Oman: 20 Kamele disqualifiziert – Kosmetische Eingriffe im Camel Beauty Show Festival 2026

In Oman wurden bei der Camel Beauty Show Festival 2026 in Al Musanaa insgesamt 20 Kamele aufgrund von kosmetischen Eingriffen aus dem Wettbewerb entfernt. Die Züchter hatten versucht, die Tiere mit Botox, Hyaluronsäure und Füllern zu verschönern – eine Praxis, die den Richtlinien der Veranstaltung widerspricht.

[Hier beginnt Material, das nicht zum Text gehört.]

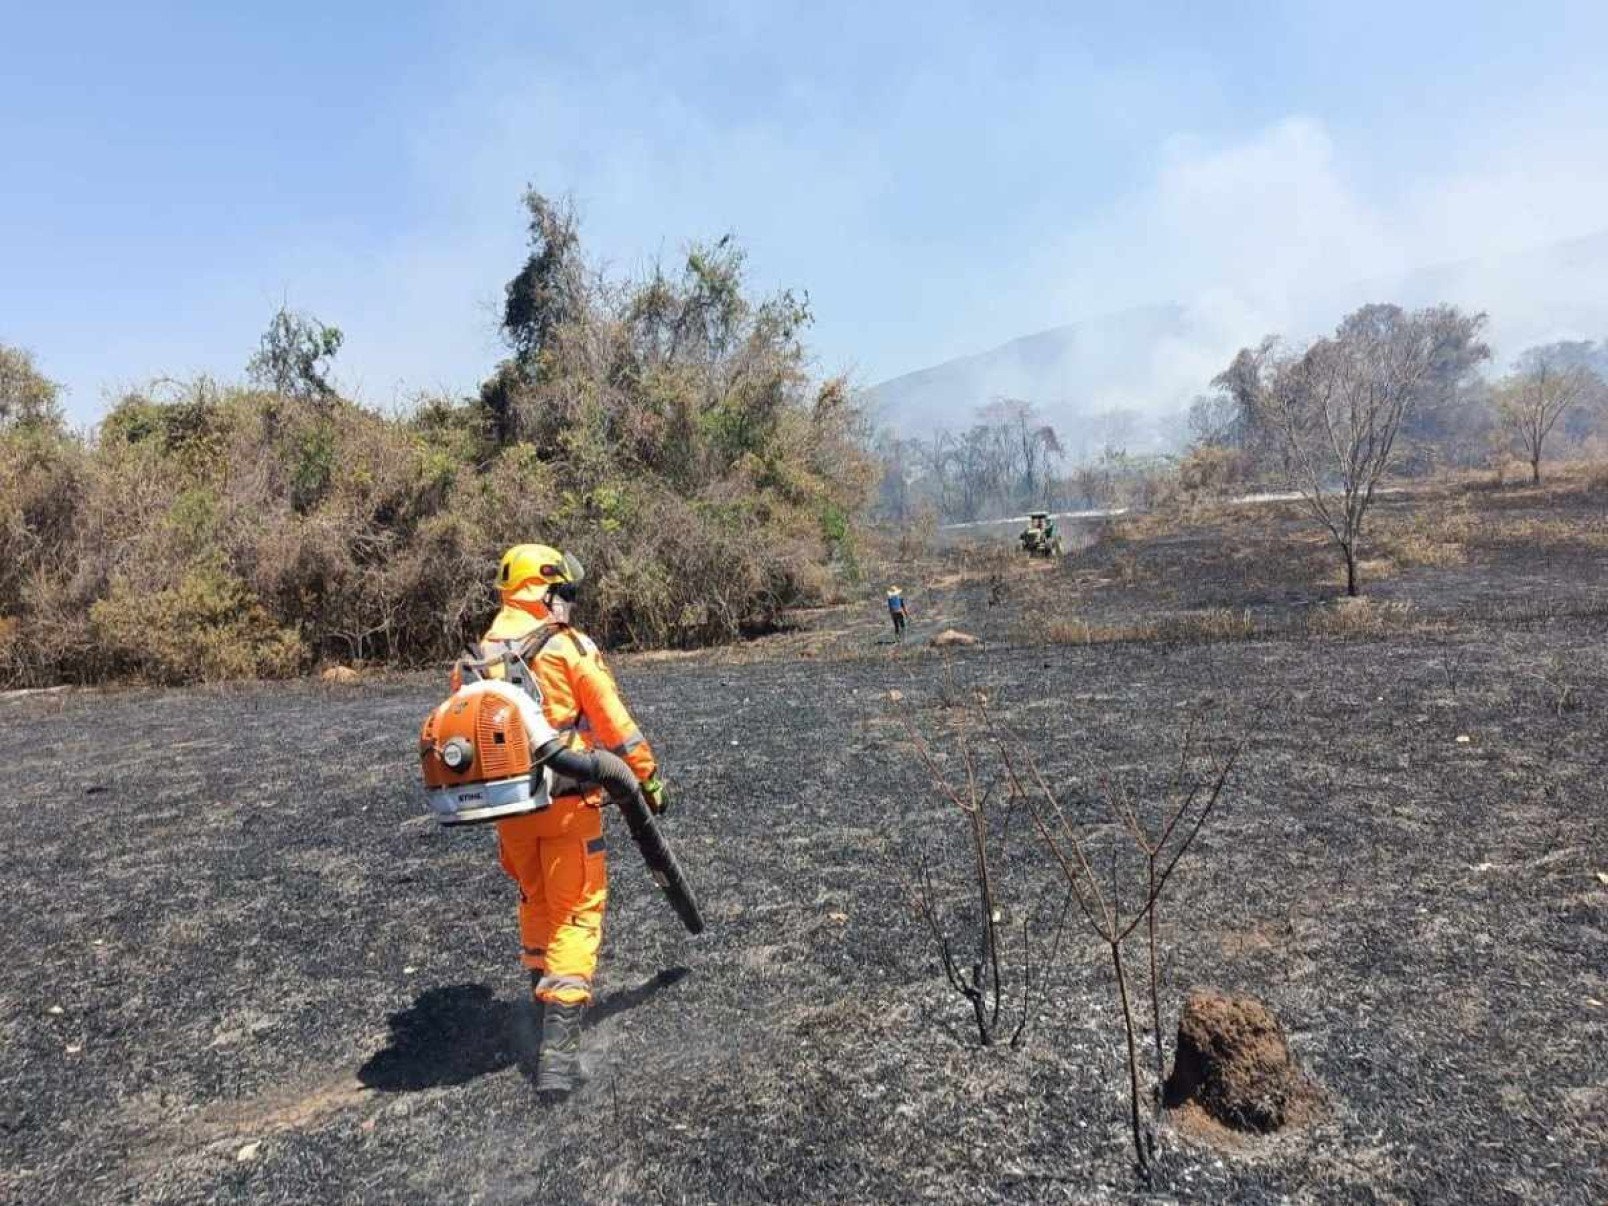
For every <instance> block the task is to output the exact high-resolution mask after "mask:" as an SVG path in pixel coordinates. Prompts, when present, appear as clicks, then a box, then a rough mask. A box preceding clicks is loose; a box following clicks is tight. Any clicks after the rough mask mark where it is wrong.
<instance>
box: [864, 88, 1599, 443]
mask: <svg viewBox="0 0 1608 1206" xmlns="http://www.w3.org/2000/svg"><path fill="white" fill-rule="evenodd" d="M1492 143H1494V145H1492V146H1491V148H1486V153H1484V162H1483V164H1481V166H1479V167H1478V170H1476V169H1471V167H1465V169H1462V170H1460V172H1457V174H1452V175H1442V177H1439V178H1434V180H1431V178H1428V177H1425V178H1421V180H1420V183H1418V185H1417V187H1415V188H1413V190H1412V191H1410V193H1405V195H1401V196H1397V198H1396V199H1394V203H1393V204H1389V206H1381V204H1368V203H1365V201H1364V199H1362V196H1364V190H1360V188H1356V187H1351V185H1349V183H1348V180H1346V174H1344V170H1343V167H1341V164H1339V161H1338V154H1336V150H1335V146H1333V143H1331V140H1330V138H1328V135H1327V133H1325V130H1323V127H1322V125H1319V124H1317V122H1311V121H1306V119H1293V121H1286V122H1282V124H1278V125H1275V127H1272V129H1270V130H1267V132H1264V133H1262V135H1261V137H1257V138H1254V140H1251V142H1248V143H1245V145H1238V146H1230V148H1225V150H1220V151H1200V148H1196V146H1192V145H1188V143H1177V145H1174V146H1171V148H1169V150H1167V153H1166V154H1164V158H1163V159H1164V161H1163V164H1161V167H1159V170H1158V175H1156V180H1155V182H1153V185H1151V187H1150V188H1148V190H1145V191H1143V193H1142V195H1138V196H1135V198H1130V199H1129V201H1127V203H1124V204H1122V206H1119V207H1116V209H1114V211H1113V212H1111V214H1108V215H1105V217H1101V219H1098V220H1095V222H1092V224H1087V225H1084V227H1079V228H1076V230H1073V232H1069V233H1068V235H1066V238H1064V240H1063V243H1061V246H1060V248H1056V249H1053V252H1052V256H1053V259H1055V260H1056V262H1060V264H1063V265H1064V275H1066V278H1068V280H1069V281H1073V285H1069V286H1068V289H1066V297H1064V301H1063V307H1064V310H1071V312H1077V310H1082V312H1085V314H1092V315H1093V317H1089V318H1085V320H1082V322H1074V323H1068V325H1063V326H1055V328H1052V330H1047V331H1040V333H1037V334H1029V336H1024V338H1021V339H1013V341H1010V343H1007V344H1002V346H999V347H994V349H991V351H984V352H979V354H976V355H966V357H960V359H955V360H949V362H944V363H939V365H934V367H931V368H925V370H918V371H915V373H909V375H904V376H897V378H892V379H889V381H883V383H881V384H876V386H873V388H870V389H868V391H867V399H868V400H870V404H872V407H873V413H875V416H876V420H878V421H880V423H884V425H888V426H892V428H894V429H896V431H902V433H907V434H912V433H917V431H921V429H928V428H931V426H954V428H958V426H965V425H966V423H970V420H971V418H973V415H974V413H976V410H978V408H979V407H982V405H986V404H987V402H991V400H994V399H999V397H1015V399H1023V400H1028V402H1032V404H1034V405H1036V407H1037V408H1039V410H1040V412H1042V413H1044V415H1045V416H1047V418H1048V420H1050V421H1052V423H1053V425H1055V426H1056V429H1058V431H1060V433H1061V436H1063V442H1064V444H1066V445H1068V450H1069V452H1071V453H1073V455H1074V458H1076V457H1077V455H1079V453H1085V452H1090V450H1098V449H1100V447H1101V445H1103V444H1106V442H1110V441H1111V439H1113V436H1116V442H1121V444H1126V445H1127V447H1129V449H1134V450H1137V449H1161V447H1169V445H1174V444H1177V442H1179V439H1182V436H1183V431H1182V418H1180V416H1182V412H1183V410H1185V407H1187V405H1188V402H1190V399H1192V397H1193V396H1196V394H1200V392H1204V391H1206V389H1208V386H1209V381H1211V378H1212V376H1214V375H1216V373H1217V371H1219V370H1220V368H1222V367H1224V365H1225V363H1227V362H1229V359H1230V357H1232V355H1233V352H1235V351H1237V349H1238V347H1243V346H1246V344H1254V343H1256V341H1259V339H1261V338H1262V336H1265V334H1280V336H1285V338H1288V339H1291V341H1296V343H1299V341H1304V339H1311V338H1314V336H1317V334H1320V333H1323V331H1327V330H1330V328H1333V326H1335V323H1336V322H1338V320H1339V318H1341V317H1343V315H1344V314H1346V312H1348V310H1351V309H1354V307H1357V306H1360V304H1365V302H1375V301H1389V302H1399V304H1402V306H1410V307H1417V306H1428V304H1433V302H1441V301H1444V302H1452V304H1457V306H1462V307H1465V309H1471V310H1484V312H1486V314H1489V320H1491V323H1489V328H1487V338H1489V341H1491V344H1492V349H1494V352H1495V362H1494V367H1497V368H1500V367H1502V365H1505V362H1507V360H1508V359H1510V357H1512V355H1515V354H1516V352H1520V351H1521V349H1523V347H1526V346H1529V344H1534V343H1542V341H1549V339H1561V338H1574V339H1603V338H1608V288H1605V286H1603V281H1608V232H1603V230H1600V227H1602V224H1603V214H1608V159H1605V156H1603V153H1602V150H1594V148H1585V146H1584V145H1582V143H1579V142H1571V140H1568V138H1565V137H1561V135H1560V137H1558V138H1555V140H1552V142H1549V140H1547V138H1545V137H1540V138H1537V137H1528V138H1526V140H1521V145H1515V146H1512V148H1508V150H1507V151H1503V150H1502V146H1500V145H1499V143H1500V140H1497V138H1494V140H1492ZM1594 230H1595V232H1597V233H1581V232H1594ZM1569 233H1574V235H1576V236H1573V238H1560V236H1561V235H1569ZM1466 248H1476V249H1478V254H1468V252H1466ZM1426 265H1428V267H1426ZM1163 288H1164V289H1167V291H1169V293H1171V294H1172V296H1174V297H1179V299H1180V301H1174V302H1169V304H1159V306H1158V304H1142V302H1143V301H1147V299H1145V297H1143V293H1142V291H1145V289H1158V291H1159V289H1163ZM1090 296H1098V297H1101V299H1105V301H1106V302H1108V309H1105V312H1101V310H1093V309H1092V307H1090V304H1089V299H1090ZM1150 296H1151V299H1153V297H1155V296H1156V294H1155V293H1151V294H1150ZM1161 296H1167V294H1166V293H1163V294H1161ZM1114 412H1118V413H1114ZM1121 412H1126V413H1121ZM1113 428H1118V431H1113Z"/></svg>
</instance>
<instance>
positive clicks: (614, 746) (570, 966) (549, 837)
mask: <svg viewBox="0 0 1608 1206" xmlns="http://www.w3.org/2000/svg"><path fill="white" fill-rule="evenodd" d="M529 606H531V609H529V611H527V609H526V608H524V606H521V605H503V609H502V611H500V613H497V617H495V619H494V621H492V626H490V629H487V632H486V638H484V640H486V642H487V643H494V642H516V640H523V638H524V637H529V635H531V634H532V632H535V630H537V629H539V627H542V626H544V624H552V619H550V617H548V616H547V609H545V608H544V606H542V605H539V603H535V605H529ZM531 671H532V674H534V675H535V680H537V687H539V688H540V691H542V711H544V712H545V714H547V719H548V722H550V724H552V725H553V727H555V728H558V730H560V732H572V733H574V736H572V740H571V746H572V748H579V749H608V751H611V753H614V754H619V756H621V757H622V759H626V762H627V764H630V769H632V770H634V772H635V773H637V778H638V780H643V781H646V780H648V778H651V777H653V775H654V770H656V764H654V759H653V749H650V748H648V743H646V741H645V740H643V736H642V732H640V730H638V728H637V722H635V720H632V717H630V712H629V711H627V709H626V703H624V699H621V696H619V688H617V687H616V685H614V675H613V674H609V669H608V666H606V664H605V662H603V654H601V653H600V651H598V646H597V645H595V643H593V642H592V638H590V637H587V635H585V634H582V632H579V630H577V629H572V627H569V626H558V629H556V632H555V634H553V635H552V637H550V638H548V640H547V643H545V645H544V646H542V651H540V653H539V654H537V656H535V659H534V661H532V662H531ZM453 687H457V682H455V683H453ZM560 791H563V788H561V786H560ZM601 807H603V793H601V791H600V790H597V788H592V790H589V791H585V793H564V794H558V796H556V798H555V799H553V802H552V806H550V807H547V809H545V810H542V812H532V814H529V815H524V817H511V818H508V820H503V822H498V823H497V838H498V847H500V854H502V865H503V870H507V872H508V875H510V876H511V878H513V880H515V883H518V884H519V941H521V947H523V960H524V963H526V966H529V968H531V970H532V971H534V973H537V976H539V978H537V984H535V995H537V997H539V999H544V1000H555V1002H587V1000H590V999H592V976H593V973H595V970H597V954H598V944H600V942H601V937H603V907H605V904H606V902H608V868H606V863H605V854H603V852H605V841H603V812H601Z"/></svg>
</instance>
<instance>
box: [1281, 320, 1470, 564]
mask: <svg viewBox="0 0 1608 1206" xmlns="http://www.w3.org/2000/svg"><path fill="white" fill-rule="evenodd" d="M1483 323H1484V315H1465V314H1462V312H1458V310H1455V309H1452V307H1447V306H1439V307H1431V309H1428V310H1418V312H1417V314H1407V312H1405V310H1402V309H1401V307H1396V306H1364V307H1362V309H1360V310H1356V312H1354V314H1351V315H1348V317H1346V320H1344V322H1341V325H1339V328H1338V330H1336V331H1335V334H1333V336H1330V338H1327V339H1319V341H1317V343H1315V344H1312V346H1311V347H1307V349H1306V352H1302V354H1301V355H1294V357H1288V359H1283V360H1278V362H1275V363H1274V365H1270V368H1267V370H1265V371H1264V376H1265V381H1264V384H1262V388H1261V389H1262V402H1261V405H1262V407H1264V408H1265V413H1267V415H1269V418H1270V420H1272V423H1274V426H1275V429H1277V431H1278V434H1280V442H1282V450H1283V461H1285V473H1286V476H1288V479H1290V484H1291V486H1293V487H1294V489H1298V490H1299V492H1301V497H1302V498H1304V500H1306V505H1307V508H1309V510H1311V513H1312V516H1314V518H1315V519H1317V521H1319V523H1320V524H1322V526H1323V529H1325V531H1327V532H1328V534H1330V537H1331V539H1333V542H1335V545H1336V548H1339V553H1341V556H1343V558H1344V563H1346V593H1348V595H1356V593H1357V555H1359V548H1360V544H1362V537H1364V524H1365V521H1367V515H1368V508H1370V507H1372V505H1373V500H1375V497H1376V495H1378V489H1380V481H1381V479H1383V478H1384V474H1386V473H1388V471H1389V470H1391V466H1393V463H1394V457H1396V437H1397V436H1399V434H1401V429H1402V420H1404V418H1405V415H1407V413H1409V408H1410V407H1412V405H1413V400H1415V399H1417V397H1418V396H1420V394H1421V391H1425V389H1426V388H1428V384H1430V383H1431V381H1433V378H1434V371H1436V367H1438V365H1439V363H1442V360H1444V357H1446V352H1447V347H1450V346H1466V344H1470V343H1471V341H1473V339H1475V334H1476V333H1478V330H1479V328H1481V325H1483Z"/></svg>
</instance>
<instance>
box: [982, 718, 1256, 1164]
mask: <svg viewBox="0 0 1608 1206" xmlns="http://www.w3.org/2000/svg"><path fill="white" fill-rule="evenodd" d="M991 732H992V736H994V741H995V748H997V749H999V754H1000V761H1002V764H1003V765H1005V772H1007V783H1008V786H1010V793H1011V798H1013V801H1019V802H1021V804H1024V806H1026V809H1028V812H1029V815H1031V817H1032V823H1034V827H1036V828H1037V833H1039V838H1040V839H1042V843H1044V847H1045V849H1047V851H1048V852H1050V855H1052V859H1053V863H1055V867H1056V868H1058V870H1060V873H1061V876H1063V880H1064V883H1066V886H1068V889H1069V891H1071V894H1073V899H1074V900H1076V904H1077V912H1079V915H1081V917H1082V918H1084V921H1085V925H1087V928H1089V931H1090V933H1092V934H1093V936H1095V937H1097V939H1098V941H1100V942H1101V944H1103V946H1105V949H1106V952H1108V955H1110V960H1111V974H1113V986H1114V989H1116V995H1118V1003H1119V1008H1121V1018H1122V1037H1124V1050H1126V1060H1127V1082H1129V1127H1130V1135H1132V1142H1134V1159H1135V1167H1137V1171H1138V1174H1140V1175H1142V1177H1145V1179H1148V1177H1150V1172H1151V1167H1153V1164H1155V1159H1156V1126H1158V1122H1159V1116H1161V1085H1163V1084H1164V1081H1166V1077H1164V1053H1163V1039H1161V1034H1163V1018H1161V955H1159V910H1161V899H1163V896H1164V892H1166V888H1167V883H1169V881H1171V880H1172V876H1174V873H1175V872H1177V868H1179V863H1180V862H1182V859H1183V855H1185V854H1188V851H1190V847H1192V846H1193V843H1195V838H1196V836H1200V831H1201V828H1203V827H1204V825H1206V822H1208V820H1209V818H1211V815H1212V812H1214V810H1216V807H1217V804H1219V801H1220V799H1222V793H1224V788H1225V786H1227V781H1229V777H1230V773H1232V772H1233V767H1235V762H1237V761H1238V756H1240V749H1241V745H1240V743H1238V741H1235V743H1230V745H1227V748H1225V749H1219V751H1212V749H1208V748H1206V746H1204V743H1203V741H1200V736H1198V730H1196V725H1195V724H1193V722H1192V724H1190V725H1188V728H1185V733H1183V738H1182V741H1180V749H1179V759H1177V764H1175V769H1174V772H1172V777H1171V780H1169V785H1167V790H1166V791H1164V793H1161V798H1159V799H1158V801H1156V802H1155V804H1150V806H1147V804H1145V802H1142V801H1140V799H1138V798H1137V796H1135V794H1134V791H1132V790H1129V788H1127V786H1126V785H1124V783H1121V780H1118V778H1116V777H1113V775H1106V773H1101V772H1097V770H1095V769H1093V767H1090V775H1092V777H1093V781H1095V793H1097V796H1098V801H1100V802H1101V804H1103V809H1105V814H1106V817H1108V822H1114V825H1111V823H1108V825H1105V827H1098V828H1097V827H1092V825H1089V823H1084V825H1077V823H1074V822H1073V820H1071V818H1069V817H1068V810H1066V807H1063V801H1061V799H1060V798H1058V794H1056V793H1055V790H1053V788H1052V786H1050V785H1048V781H1047V778H1045V775H1044V772H1042V769H1040V767H1039V764H1037V761H1036V759H1034V756H1032V751H1031V748H1029V746H1028V745H1026V743H1023V741H1019V740H1018V738H1015V736H1013V735H1010V733H1007V732H1005V730H1003V728H1002V727H1000V725H997V724H995V725H992V730H991ZM1079 802H1081V804H1084V806H1087V804H1089V802H1090V801H1087V799H1084V801H1079ZM1084 810H1087V807H1085V809H1084ZM1135 857H1137V863H1138V875H1137V876H1135V875H1134V873H1132V872H1134V863H1135ZM1135 933H1142V934H1143V939H1145V947H1147V963H1148V968H1147V982H1148V995H1150V1008H1151V1018H1150V1031H1151V1034H1153V1036H1155V1071H1153V1082H1151V1092H1150V1100H1151V1121H1150V1126H1148V1127H1147V1124H1145V1121H1143V1119H1142V1105H1140V1103H1142V1100H1143V1097H1145V1095H1143V1090H1142V1085H1140V1081H1142V1074H1140V1068H1142V1056H1140V1050H1138V1048H1140V1042H1142V1026H1140V1023H1138V1021H1137V1018H1135V1000H1134V997H1135V994H1134V991H1132V989H1130V982H1132V979H1130V971H1129V966H1127V960H1126V957H1124V949H1126V944H1127V942H1129V939H1130V937H1134V934H1135Z"/></svg>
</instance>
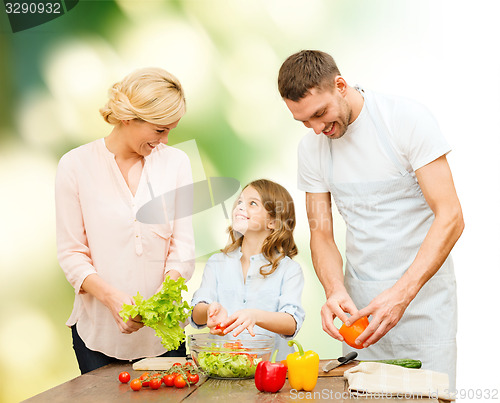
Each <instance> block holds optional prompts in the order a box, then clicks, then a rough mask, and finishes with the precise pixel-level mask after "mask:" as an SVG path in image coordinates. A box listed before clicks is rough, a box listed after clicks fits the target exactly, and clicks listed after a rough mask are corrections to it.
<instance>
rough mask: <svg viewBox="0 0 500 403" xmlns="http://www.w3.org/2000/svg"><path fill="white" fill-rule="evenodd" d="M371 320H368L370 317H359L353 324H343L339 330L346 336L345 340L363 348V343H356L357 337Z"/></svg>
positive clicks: (351, 346)
mask: <svg viewBox="0 0 500 403" xmlns="http://www.w3.org/2000/svg"><path fill="white" fill-rule="evenodd" d="M369 323H370V322H368V318H367V317H366V316H363V317H362V318H359V319H358V320H357V321H356V322H354V323H353V324H352V325H351V326H349V327H347V326H346V325H344V324H343V325H342V327H341V328H340V330H339V332H340V334H341V335H342V337H343V338H344V341H345V342H346V343H347V344H348V345H349V346H351V347H353V348H358V349H361V348H363V345H358V344H356V339H357V338H358V336H359V335H360V334H361V333H363V332H364V331H365V329H366V328H367V327H368V325H369Z"/></svg>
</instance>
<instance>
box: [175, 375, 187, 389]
mask: <svg viewBox="0 0 500 403" xmlns="http://www.w3.org/2000/svg"><path fill="white" fill-rule="evenodd" d="M174 386H175V387H176V388H183V387H185V386H186V381H185V380H184V378H183V377H182V375H177V376H176V377H175V379H174Z"/></svg>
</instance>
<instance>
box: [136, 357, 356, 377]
mask: <svg viewBox="0 0 500 403" xmlns="http://www.w3.org/2000/svg"><path fill="white" fill-rule="evenodd" d="M329 361H331V360H320V361H319V368H318V376H320V377H324V376H343V375H344V372H345V371H347V370H348V369H349V368H352V367H355V366H356V365H358V364H359V361H352V362H350V363H348V364H345V365H341V366H340V367H337V368H334V369H332V370H331V371H329V372H323V365H325V364H326V363H327V362H329ZM176 362H179V363H181V364H184V363H185V362H186V358H185V357H151V358H143V359H142V360H140V361H137V362H134V364H132V368H133V369H134V370H135V371H154V370H156V371H162V370H167V369H169V368H170V367H171V366H172V364H174V363H176Z"/></svg>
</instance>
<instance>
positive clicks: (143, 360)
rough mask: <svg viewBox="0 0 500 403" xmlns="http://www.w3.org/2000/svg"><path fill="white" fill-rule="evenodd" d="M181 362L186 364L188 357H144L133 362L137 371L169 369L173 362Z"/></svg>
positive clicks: (134, 369)
mask: <svg viewBox="0 0 500 403" xmlns="http://www.w3.org/2000/svg"><path fill="white" fill-rule="evenodd" d="M176 362H180V363H181V364H184V363H185V362H186V357H151V358H143V359H142V360H140V361H137V362H134V363H133V364H132V369H134V370H135V371H146V370H157V371H162V370H167V369H169V368H170V367H171V366H172V364H174V363H176Z"/></svg>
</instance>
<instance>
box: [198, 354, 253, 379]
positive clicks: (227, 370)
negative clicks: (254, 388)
mask: <svg viewBox="0 0 500 403" xmlns="http://www.w3.org/2000/svg"><path fill="white" fill-rule="evenodd" d="M198 361H199V363H200V367H201V368H203V370H204V371H206V372H208V374H209V375H210V376H216V377H220V378H250V377H252V376H254V374H255V370H256V369H257V364H258V363H259V362H260V361H262V359H261V358H256V357H252V356H251V355H249V354H245V353H223V352H221V353H218V352H208V351H202V352H200V354H199V355H198Z"/></svg>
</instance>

In der Golfregion sind Kamel-Schönheitswettbewerbe seit Jahrzehnten ein zentraler Bestandteil der traditionellen Zucht. Mit Preisgeldern von sechs- bis siebenstelligen Beträgen und einer erheblichen gesellschaftlichen Bedeutung haben diese Veranstaltungen eine langjährige Tradition. Die Tiere werden nach strengen Kriterien bewertet: Fellqualität, Gesichtssymmetrie, Lippenfülle, Halskrümmung sowie Höckerform.

Die Züchter haben offenbar versucht, die Tiere künstlich zu optimieren – durch Botox zur Glättung der Muskulatur, Hyaluronsäure und Füllstoffe für prallere Lippen, Silikone zur Modellierung der Nase oder Hormone zur Muskelmasse. Diese Eingriffe bergen erhebliche Gesundheitsrisiken: von Schmerzen bis hin zu Infektionen, Gewebenekrosen und Abszessbildung.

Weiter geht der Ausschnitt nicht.